Caught in between are the traditional institutions of defence of the majority population – the trade unions, political parties and the government – whose historical roles as “mediators of competing class interests” have been compromised by their own economic failures which have weakened their capacity to defend social democracy, to resist the onslaught of the private sector criticism, and to protect the social groups which constitute their mass bases and from which they gain their legitimacy.

At the bottom stand a voiceless, defeated and betrayed population, whose hour has not yet come.

It should be remembered that one of the earliest indications of the thinking of representatives of the private sector on the IMF question came from Peter Boos, who went as far as calling for a “collective non-governmental body to work along with the International Monetary Fund to turn around Barbados’ economic fortunes” (Daily Nation, May 30).

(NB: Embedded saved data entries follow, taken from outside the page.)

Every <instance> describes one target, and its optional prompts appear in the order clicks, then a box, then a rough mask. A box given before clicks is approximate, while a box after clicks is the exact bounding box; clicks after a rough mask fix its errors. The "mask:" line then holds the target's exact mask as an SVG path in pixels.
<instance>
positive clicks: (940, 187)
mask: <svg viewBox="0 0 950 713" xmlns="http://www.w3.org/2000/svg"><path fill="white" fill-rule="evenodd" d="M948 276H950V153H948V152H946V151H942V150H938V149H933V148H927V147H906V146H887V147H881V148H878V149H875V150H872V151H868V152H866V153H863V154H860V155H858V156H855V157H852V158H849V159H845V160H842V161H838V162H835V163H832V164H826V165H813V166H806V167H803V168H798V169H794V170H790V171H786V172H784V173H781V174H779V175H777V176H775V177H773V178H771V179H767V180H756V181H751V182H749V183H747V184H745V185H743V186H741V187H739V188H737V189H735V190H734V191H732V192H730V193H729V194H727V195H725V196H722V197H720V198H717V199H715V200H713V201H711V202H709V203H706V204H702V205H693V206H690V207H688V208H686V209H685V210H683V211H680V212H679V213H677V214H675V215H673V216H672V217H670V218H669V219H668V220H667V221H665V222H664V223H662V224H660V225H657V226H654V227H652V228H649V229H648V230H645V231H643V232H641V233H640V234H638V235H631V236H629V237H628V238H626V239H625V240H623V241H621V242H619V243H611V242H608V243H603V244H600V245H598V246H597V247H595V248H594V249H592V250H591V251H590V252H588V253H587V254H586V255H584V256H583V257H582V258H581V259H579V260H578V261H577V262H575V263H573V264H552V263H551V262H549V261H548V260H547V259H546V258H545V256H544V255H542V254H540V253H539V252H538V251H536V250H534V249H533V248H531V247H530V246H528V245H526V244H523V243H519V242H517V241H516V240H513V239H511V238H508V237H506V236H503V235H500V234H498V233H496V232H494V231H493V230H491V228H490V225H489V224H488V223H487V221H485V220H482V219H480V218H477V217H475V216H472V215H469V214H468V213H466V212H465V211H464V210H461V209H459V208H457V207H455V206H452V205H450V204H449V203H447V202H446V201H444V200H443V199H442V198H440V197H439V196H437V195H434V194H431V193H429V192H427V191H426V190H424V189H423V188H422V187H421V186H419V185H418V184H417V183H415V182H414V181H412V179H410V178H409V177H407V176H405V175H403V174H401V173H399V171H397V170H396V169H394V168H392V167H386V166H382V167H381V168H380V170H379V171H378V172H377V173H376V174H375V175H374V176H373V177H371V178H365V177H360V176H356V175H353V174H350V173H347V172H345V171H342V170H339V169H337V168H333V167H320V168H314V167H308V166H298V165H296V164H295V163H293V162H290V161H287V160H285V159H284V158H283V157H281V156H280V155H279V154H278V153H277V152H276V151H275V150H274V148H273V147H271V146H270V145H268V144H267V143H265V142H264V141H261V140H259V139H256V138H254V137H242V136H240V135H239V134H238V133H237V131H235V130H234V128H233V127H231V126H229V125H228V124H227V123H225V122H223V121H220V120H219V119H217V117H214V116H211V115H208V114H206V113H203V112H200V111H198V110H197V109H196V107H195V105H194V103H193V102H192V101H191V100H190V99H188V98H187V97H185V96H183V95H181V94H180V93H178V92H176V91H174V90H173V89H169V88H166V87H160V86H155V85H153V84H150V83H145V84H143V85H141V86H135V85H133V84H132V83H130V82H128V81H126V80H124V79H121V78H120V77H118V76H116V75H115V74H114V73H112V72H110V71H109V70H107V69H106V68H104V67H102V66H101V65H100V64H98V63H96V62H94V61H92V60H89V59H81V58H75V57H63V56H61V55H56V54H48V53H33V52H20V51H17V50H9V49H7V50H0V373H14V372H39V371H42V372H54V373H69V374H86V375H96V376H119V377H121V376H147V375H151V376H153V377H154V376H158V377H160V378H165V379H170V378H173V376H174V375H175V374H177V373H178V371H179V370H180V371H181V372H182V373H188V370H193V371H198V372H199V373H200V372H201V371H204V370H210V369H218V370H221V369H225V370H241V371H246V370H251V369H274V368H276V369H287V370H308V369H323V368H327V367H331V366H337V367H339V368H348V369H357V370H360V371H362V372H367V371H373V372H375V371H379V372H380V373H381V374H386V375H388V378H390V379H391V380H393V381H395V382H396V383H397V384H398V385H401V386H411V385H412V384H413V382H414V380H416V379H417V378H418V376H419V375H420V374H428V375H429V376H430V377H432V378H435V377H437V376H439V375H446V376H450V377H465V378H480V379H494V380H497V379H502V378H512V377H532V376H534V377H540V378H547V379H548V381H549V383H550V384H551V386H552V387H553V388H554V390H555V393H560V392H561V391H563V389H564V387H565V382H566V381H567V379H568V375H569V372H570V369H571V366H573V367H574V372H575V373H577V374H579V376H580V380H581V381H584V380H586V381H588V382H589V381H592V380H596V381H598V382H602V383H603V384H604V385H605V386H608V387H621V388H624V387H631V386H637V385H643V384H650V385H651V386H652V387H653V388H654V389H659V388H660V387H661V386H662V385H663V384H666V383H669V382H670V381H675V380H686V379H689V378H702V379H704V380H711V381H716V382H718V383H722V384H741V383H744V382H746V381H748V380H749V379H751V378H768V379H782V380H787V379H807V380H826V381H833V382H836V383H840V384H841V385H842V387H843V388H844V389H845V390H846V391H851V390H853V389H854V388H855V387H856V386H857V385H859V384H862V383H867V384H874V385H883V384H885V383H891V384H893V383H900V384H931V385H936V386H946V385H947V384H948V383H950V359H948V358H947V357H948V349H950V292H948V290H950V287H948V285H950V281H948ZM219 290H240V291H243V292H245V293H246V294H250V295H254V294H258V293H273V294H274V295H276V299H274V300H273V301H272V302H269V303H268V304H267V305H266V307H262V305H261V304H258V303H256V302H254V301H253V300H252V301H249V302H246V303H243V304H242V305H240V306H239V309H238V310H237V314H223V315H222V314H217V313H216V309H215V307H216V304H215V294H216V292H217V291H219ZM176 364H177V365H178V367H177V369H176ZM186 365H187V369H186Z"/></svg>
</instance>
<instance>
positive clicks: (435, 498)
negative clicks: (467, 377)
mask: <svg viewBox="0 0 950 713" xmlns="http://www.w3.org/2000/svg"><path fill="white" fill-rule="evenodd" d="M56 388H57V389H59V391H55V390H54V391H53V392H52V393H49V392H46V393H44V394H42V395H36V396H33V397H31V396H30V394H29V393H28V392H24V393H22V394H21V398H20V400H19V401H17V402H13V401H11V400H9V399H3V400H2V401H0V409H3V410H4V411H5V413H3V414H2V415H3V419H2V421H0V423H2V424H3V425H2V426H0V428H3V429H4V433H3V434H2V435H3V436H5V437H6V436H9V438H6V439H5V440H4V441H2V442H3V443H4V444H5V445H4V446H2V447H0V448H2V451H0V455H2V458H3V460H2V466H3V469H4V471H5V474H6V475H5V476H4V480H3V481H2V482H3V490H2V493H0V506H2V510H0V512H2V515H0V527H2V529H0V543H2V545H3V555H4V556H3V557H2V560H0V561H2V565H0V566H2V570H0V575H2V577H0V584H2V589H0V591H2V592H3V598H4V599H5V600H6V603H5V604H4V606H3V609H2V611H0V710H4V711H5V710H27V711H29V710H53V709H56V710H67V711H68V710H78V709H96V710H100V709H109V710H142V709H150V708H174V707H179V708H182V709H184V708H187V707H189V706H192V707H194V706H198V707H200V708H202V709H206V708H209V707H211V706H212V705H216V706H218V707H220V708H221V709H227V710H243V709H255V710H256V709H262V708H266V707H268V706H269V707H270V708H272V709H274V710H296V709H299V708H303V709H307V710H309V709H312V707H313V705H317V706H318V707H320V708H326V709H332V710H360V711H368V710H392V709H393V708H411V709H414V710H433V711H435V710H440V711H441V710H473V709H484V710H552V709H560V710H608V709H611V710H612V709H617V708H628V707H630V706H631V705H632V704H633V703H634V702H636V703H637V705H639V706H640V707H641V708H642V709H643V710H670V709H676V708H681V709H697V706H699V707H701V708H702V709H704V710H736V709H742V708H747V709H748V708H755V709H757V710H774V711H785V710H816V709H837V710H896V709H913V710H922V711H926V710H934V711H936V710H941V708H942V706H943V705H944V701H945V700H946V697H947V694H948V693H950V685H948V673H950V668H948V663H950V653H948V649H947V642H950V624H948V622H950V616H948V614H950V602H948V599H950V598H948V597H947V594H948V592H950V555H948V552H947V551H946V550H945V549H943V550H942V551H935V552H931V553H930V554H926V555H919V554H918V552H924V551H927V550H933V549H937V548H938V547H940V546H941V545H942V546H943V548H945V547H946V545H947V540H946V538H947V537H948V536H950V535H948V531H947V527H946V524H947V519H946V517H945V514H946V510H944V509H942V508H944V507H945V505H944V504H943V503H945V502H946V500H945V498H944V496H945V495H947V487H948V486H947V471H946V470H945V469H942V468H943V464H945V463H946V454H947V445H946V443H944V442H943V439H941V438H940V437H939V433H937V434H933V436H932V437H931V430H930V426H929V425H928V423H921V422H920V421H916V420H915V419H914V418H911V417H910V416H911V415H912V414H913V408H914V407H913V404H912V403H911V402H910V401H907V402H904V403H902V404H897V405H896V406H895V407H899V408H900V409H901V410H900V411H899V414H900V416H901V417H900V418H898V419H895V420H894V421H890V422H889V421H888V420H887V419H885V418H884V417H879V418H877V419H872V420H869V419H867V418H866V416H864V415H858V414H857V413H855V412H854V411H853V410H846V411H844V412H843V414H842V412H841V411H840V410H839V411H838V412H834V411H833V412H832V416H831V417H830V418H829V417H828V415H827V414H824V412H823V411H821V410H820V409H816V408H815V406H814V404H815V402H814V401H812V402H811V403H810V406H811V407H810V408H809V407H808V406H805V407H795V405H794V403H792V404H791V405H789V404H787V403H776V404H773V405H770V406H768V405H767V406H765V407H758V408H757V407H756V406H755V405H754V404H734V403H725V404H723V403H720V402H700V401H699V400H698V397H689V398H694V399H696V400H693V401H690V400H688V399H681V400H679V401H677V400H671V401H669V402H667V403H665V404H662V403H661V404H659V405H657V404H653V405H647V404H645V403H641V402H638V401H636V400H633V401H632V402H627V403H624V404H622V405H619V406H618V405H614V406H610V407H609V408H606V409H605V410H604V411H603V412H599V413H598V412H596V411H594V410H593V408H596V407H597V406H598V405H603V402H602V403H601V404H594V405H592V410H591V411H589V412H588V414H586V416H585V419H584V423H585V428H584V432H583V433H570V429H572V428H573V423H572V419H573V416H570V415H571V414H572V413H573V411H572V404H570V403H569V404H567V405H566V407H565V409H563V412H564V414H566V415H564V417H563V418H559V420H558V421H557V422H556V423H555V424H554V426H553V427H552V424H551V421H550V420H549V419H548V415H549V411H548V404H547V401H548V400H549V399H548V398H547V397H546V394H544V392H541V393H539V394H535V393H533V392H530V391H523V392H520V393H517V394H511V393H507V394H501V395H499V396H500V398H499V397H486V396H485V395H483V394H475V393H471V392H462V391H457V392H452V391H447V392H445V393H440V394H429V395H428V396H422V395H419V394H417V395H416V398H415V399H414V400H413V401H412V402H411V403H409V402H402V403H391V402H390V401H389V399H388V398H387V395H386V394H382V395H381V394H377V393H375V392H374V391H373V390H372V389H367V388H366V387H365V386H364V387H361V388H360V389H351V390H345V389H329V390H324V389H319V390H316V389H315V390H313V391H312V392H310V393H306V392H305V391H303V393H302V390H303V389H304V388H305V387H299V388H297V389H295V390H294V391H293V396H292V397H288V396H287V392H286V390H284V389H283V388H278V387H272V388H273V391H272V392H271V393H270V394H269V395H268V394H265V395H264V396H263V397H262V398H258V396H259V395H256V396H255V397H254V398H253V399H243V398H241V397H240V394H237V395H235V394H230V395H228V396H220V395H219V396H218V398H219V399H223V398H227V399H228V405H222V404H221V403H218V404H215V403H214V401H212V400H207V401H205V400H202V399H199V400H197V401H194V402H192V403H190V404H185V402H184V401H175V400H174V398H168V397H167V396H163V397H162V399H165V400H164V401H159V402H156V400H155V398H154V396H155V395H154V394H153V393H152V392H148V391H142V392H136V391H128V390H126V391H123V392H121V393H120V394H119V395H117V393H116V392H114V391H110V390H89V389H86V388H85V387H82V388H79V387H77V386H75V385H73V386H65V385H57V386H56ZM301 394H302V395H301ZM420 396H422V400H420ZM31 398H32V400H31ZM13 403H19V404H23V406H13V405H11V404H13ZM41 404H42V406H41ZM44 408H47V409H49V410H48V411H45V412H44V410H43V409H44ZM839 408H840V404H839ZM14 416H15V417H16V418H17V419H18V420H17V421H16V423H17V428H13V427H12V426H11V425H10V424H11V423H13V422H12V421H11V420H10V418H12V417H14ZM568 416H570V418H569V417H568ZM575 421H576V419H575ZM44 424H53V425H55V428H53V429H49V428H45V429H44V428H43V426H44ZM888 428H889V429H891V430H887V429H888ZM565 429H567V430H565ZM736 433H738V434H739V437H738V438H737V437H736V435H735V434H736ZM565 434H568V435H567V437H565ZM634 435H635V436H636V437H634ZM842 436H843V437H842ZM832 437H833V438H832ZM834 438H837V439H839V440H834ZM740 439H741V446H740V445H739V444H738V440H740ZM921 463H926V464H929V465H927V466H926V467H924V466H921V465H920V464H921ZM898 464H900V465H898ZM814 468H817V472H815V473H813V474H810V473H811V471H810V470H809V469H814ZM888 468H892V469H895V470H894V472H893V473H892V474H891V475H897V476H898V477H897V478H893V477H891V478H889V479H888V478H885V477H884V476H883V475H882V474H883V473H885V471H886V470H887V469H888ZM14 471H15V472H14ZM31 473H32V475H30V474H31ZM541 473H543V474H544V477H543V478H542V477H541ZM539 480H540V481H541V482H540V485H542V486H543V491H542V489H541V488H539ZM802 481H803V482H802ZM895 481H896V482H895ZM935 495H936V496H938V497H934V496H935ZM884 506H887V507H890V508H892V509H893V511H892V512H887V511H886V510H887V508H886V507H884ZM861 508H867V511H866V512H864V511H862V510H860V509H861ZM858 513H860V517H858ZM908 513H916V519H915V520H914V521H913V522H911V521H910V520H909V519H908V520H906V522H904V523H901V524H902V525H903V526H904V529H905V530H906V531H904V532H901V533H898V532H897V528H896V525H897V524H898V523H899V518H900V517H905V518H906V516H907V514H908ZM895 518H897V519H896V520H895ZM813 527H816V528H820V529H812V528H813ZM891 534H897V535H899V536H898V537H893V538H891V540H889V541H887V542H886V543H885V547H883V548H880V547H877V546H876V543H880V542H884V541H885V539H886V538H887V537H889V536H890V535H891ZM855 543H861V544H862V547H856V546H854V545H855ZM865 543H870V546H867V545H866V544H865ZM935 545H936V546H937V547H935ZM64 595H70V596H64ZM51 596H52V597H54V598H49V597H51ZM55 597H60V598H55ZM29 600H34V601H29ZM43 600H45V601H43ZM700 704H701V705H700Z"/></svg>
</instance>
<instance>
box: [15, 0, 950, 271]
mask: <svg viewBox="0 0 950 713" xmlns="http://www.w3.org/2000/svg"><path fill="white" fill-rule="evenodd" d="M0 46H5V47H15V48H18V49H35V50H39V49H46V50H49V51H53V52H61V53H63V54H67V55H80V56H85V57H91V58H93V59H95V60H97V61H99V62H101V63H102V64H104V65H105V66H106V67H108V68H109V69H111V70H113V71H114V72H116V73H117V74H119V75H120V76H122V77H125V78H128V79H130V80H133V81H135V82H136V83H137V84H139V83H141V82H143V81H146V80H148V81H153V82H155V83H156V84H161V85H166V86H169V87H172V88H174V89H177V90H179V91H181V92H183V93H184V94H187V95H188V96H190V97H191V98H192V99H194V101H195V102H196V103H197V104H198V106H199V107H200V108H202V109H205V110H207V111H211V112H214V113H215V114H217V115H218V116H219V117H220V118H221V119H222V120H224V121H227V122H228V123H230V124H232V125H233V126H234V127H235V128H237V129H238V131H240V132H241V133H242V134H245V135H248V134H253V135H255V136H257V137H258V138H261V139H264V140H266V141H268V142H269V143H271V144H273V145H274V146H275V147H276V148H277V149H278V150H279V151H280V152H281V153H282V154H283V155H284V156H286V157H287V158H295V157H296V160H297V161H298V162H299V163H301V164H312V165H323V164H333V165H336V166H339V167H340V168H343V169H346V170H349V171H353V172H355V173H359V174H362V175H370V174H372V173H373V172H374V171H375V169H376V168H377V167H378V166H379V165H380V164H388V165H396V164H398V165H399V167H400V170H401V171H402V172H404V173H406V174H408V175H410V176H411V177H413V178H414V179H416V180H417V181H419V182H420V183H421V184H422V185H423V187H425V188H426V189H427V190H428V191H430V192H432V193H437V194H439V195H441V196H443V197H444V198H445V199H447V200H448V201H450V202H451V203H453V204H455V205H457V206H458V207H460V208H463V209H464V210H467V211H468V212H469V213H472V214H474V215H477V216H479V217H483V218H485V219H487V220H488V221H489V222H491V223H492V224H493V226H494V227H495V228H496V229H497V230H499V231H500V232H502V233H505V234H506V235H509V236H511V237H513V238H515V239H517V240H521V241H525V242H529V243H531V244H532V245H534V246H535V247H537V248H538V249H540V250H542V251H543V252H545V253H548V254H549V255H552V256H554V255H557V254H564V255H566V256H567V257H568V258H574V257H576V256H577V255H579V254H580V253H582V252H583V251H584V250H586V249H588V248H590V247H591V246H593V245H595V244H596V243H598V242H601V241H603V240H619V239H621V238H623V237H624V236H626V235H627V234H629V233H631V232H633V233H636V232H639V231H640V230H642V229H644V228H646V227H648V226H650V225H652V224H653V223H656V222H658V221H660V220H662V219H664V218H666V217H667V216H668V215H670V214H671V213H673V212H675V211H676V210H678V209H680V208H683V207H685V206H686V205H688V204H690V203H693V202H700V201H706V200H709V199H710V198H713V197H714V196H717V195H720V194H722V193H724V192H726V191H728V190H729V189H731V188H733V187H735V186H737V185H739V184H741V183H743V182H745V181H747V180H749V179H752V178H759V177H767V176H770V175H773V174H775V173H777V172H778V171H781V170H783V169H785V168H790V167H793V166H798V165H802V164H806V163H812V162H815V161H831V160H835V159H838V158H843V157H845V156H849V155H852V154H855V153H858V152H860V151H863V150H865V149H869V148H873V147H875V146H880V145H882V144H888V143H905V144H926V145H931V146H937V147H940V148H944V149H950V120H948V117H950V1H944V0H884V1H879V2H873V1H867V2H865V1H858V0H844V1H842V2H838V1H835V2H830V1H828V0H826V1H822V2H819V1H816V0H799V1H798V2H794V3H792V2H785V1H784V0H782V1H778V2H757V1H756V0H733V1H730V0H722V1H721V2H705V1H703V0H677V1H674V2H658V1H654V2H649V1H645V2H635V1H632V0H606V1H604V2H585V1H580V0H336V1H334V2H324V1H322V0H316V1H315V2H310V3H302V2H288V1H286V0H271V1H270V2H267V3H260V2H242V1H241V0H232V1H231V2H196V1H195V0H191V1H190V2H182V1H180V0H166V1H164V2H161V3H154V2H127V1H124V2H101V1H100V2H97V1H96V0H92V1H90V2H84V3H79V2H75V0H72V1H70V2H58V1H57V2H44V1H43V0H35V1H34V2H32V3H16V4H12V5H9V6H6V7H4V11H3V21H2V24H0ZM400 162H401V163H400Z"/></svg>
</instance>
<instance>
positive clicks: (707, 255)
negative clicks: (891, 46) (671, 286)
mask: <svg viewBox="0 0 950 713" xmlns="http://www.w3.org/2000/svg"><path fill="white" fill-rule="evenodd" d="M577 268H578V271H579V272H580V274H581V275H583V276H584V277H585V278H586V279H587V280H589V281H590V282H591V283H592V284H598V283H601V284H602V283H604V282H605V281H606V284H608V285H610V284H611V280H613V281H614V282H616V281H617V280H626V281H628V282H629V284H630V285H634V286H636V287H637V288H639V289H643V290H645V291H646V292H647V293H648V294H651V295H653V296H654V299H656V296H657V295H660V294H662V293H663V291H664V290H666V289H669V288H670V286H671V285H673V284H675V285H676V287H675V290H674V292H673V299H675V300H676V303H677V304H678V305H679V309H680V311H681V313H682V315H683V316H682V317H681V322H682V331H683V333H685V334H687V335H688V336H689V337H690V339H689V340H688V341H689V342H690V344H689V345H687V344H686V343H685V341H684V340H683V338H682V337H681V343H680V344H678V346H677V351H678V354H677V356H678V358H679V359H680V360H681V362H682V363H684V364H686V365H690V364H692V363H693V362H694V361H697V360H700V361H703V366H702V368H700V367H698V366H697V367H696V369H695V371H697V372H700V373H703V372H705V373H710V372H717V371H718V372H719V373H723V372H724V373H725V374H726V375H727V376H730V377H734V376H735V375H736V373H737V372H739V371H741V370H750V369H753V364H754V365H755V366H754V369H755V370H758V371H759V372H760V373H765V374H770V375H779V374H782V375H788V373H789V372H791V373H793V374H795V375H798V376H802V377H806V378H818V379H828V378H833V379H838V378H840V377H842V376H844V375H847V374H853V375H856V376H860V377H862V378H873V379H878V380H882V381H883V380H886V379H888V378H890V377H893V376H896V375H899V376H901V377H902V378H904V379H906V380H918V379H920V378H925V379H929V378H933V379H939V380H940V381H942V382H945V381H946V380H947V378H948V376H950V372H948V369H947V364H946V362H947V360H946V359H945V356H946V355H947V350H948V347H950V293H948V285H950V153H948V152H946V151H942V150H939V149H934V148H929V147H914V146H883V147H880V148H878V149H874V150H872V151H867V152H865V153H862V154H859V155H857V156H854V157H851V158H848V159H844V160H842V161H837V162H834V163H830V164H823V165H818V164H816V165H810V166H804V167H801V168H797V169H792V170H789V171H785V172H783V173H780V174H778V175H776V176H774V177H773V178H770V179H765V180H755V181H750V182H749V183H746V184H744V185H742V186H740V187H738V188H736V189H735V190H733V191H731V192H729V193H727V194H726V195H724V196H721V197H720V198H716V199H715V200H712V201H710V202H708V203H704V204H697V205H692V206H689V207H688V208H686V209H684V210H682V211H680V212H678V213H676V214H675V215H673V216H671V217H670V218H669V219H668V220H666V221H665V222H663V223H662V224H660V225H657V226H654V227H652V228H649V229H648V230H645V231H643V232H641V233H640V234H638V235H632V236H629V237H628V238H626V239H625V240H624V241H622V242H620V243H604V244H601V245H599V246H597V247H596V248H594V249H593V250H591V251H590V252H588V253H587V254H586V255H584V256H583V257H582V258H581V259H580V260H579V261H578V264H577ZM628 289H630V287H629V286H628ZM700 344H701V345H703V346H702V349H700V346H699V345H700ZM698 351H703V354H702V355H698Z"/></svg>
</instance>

It should be remembered too that it was shortly following Boos’ call, though not necessarily in response to it, that Prime Minister Freundel Stuart made his famous “political class” speech where he denounced “elitists and snobs” who wanted to make decisions without facing the people.

What is clear is that the current economic crisis is opening up spaces for a more protracted economic conflict, around which the current IMF debate is only a single theatre. In the current struggle, the traditional “protective” mass-based institutions have been too emasculated to offer direction.

The need for a renewed examination of social democracy and practice to rise on the back of the decaying order is becoming increasingly more urgent.

A progressive social-democratic response must emerge now!

Tennyson Joseph is a political scientist at the University of the West Indies Cave Hill Campus, specializing in regional affairs.